Which of the 3 standard compression algorithms on Unix (gz, xz, or bz2) is best for long term data archival at their highest compression?

cm0002@lemmy.world · 2 days ago

Which of the 3 standard compression algorithms on Unix (gz, xz, or bz2) is best for long term data archival at their highest compression?

dwt@feddit.org · 1 day ago

Whichever compresses your data the smallest, while still having acceptable runtime?

Lemmchen@feddit.org · 1 day ago

Free space compression is easily done by each of them to my knowledge. Everything else in your dataset doesn’t sound highly compressible anyway. Plus, you should really consider decompression time.

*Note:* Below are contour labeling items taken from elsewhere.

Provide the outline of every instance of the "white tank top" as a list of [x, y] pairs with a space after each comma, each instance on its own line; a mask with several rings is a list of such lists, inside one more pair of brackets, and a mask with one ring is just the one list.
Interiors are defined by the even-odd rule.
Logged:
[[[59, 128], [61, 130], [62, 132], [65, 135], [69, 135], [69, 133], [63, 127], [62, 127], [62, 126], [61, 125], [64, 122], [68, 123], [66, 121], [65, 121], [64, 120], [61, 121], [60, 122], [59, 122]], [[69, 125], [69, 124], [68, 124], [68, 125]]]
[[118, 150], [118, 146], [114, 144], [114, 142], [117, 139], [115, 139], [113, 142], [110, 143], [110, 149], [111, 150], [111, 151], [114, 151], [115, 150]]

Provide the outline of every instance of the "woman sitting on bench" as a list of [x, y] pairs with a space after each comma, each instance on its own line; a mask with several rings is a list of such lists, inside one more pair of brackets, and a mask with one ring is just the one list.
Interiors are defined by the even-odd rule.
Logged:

In general your trade-off seems wrong. If you need compression at all in your case, go with the fastest decompression time. If you’re using a filesystem like ZFS, you can have it handle compression automatically.

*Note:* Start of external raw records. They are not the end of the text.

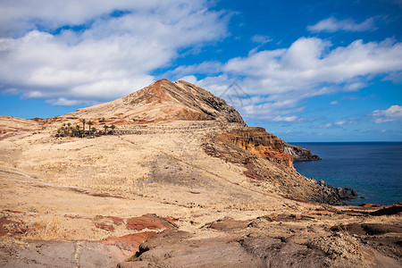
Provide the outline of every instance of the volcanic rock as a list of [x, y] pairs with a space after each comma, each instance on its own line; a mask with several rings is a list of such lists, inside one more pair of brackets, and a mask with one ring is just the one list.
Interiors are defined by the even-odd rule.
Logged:
[[115, 125], [171, 121], [218, 121], [245, 125], [225, 100], [186, 81], [160, 80], [117, 100], [79, 109], [62, 118], [87, 118]]

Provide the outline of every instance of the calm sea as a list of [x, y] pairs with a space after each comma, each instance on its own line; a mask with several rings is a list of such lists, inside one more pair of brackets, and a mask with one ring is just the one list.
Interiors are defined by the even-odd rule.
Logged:
[[[333, 187], [349, 187], [360, 196], [348, 205], [390, 205], [402, 201], [402, 142], [294, 143], [321, 161], [295, 162], [302, 175]], [[365, 199], [360, 198], [364, 197]]]

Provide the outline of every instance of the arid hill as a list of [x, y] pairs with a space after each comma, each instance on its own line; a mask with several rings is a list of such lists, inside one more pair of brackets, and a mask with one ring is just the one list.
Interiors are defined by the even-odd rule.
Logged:
[[[117, 129], [55, 135], [82, 119]], [[314, 159], [185, 81], [0, 116], [0, 266], [400, 267], [400, 204], [334, 205], [350, 188], [293, 168]]]
[[117, 100], [63, 117], [112, 121], [114, 124], [218, 121], [244, 124], [241, 115], [209, 91], [186, 81], [161, 80]]

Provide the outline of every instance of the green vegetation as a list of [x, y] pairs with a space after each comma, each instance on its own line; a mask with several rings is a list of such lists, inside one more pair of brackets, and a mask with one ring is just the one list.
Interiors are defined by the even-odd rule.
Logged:
[[[68, 122], [63, 123], [62, 127], [57, 129], [57, 134], [55, 137], [78, 137], [78, 138], [96, 138], [103, 135], [114, 135], [114, 130], [116, 129], [115, 125], [108, 126], [104, 125], [104, 131], [96, 129], [96, 127], [91, 127], [94, 125], [92, 121], [87, 121], [85, 119], [80, 121], [82, 122], [82, 129], [80, 125], [76, 125], [75, 127], [71, 127], [71, 123]], [[88, 130], [85, 129], [85, 123], [88, 126]]]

From my perspective zstd seems like it’s becoming the new standard over gz/bzip2/xz, so maybe consider this.

sga@piefed.social · 2 days ago

it feels like a xy problem. if i am not wrong, single bit corruption leaving file unextractable is a bit wild, and my guess is that it’s headers were blown.

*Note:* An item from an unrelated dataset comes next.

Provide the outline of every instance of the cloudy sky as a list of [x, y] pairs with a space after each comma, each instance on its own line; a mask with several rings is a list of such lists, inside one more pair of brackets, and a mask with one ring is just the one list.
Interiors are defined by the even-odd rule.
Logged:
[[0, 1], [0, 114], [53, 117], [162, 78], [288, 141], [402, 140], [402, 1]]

As for general stuff, use a file system which does parity calc and such. or use something like raid to have redundant drives. (you can set something like 1 in 5 breaks, or 2 in 5, but more you allow to break, less actual space usable you would have). Or have really simple backups.

As to physical media - do not go flash based (ssd/sd cards/usb pen drives) if you want to leave them unpowered. they expect to be powered once every few months. they are effectively ram disks but like much more stable. Hard disk drives are better, but handle physical shocks much worse. you can drop a ssd and expect it to work. for a hard disk it is almost game over. Magnetic tape are better, they are much less data dense, but they are cheap.

I would assume it’s lossless

yes. these are lossless algorithms.

Now coming to compression - no compression practically deals with bit corruption. practically all compression formats aim for small size and or fast (de)/compression. Saving parity bits is wasteful.

If you can install some thing, try, for eg, https://github.com/Parchive/par2cmdline. You give whatever file (compressed or not), and it will generate parity bits so you can repair stuff. now use whatever compression you want, and prepare parity bits for worst case.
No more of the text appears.